The Dallas County Schools bus system transports 60,000 kids every day in several districts. Now, it's going high-tech to protect the precious cargo.
New digital cameras are being installed inside and outside the buses. That means motorists who pass a bus with its STOP sign deployed will be caught on tape.
There's just one problem: The county can't get lawmakers to step up and make those violations count.
The digital cameras now have been installed in 475 buses, with more being added every day.
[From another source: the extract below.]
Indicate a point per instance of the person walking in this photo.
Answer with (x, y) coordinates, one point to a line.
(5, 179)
For Dallas County Schools board president Larry Duncan, the pictures of violators hit home.
"'Aggravating' is not the word; it doesn't even come close," he said. "It's kids' lives at stake."
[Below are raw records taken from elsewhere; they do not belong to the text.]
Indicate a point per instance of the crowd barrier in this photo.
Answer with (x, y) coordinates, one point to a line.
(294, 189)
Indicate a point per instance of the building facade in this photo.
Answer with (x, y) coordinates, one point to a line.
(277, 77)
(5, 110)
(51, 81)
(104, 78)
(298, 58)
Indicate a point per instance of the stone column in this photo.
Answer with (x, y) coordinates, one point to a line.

Dallas County has already paid more than $3 million for the real-time digital cameras aboard its buses after a pilot program proved local drivers aren't paying attention.
"In 30 days, every trip... for every bus... had at least one violation, sometimes as many as 10," Duncan said. "That is our worst nightmare."
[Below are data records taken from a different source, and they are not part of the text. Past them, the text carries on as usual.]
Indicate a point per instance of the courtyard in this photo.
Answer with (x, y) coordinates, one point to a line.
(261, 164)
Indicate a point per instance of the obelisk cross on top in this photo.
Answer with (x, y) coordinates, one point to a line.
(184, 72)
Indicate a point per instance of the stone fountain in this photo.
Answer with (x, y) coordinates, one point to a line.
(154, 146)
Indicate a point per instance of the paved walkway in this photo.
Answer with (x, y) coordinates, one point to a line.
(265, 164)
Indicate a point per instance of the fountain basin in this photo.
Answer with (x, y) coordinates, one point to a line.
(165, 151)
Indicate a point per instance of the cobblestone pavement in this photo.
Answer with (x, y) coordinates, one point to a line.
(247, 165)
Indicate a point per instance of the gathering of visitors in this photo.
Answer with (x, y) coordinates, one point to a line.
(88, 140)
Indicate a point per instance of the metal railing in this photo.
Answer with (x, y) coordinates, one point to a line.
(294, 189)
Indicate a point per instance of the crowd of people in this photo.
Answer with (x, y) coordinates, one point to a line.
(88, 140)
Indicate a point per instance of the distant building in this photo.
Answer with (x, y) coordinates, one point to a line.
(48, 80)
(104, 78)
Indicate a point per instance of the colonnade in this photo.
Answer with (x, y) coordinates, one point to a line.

And with that, the county says it can have up 5,000 violations recorded on-camera every day.
If a police officer catches you doing this, it can cost up to $1,000. But the county wants to be able to ticket you without the requirement of a police officer being present.
But the idea of letting the county create a civil fine for catching drivers in the act has been turned down twice now by state lawmakers in Austin.
"No one is willing to say they're against it; it just never comes to a vote," Duncan said. "It gets caught in the labyrinth of the legislation down in Austin."
Larry Duncan said he's now approaching the City of Dallas to see if leaders can create a city ordinance in place of a state law.
"It's our kids and their lives; we have to keep on," Duncan said.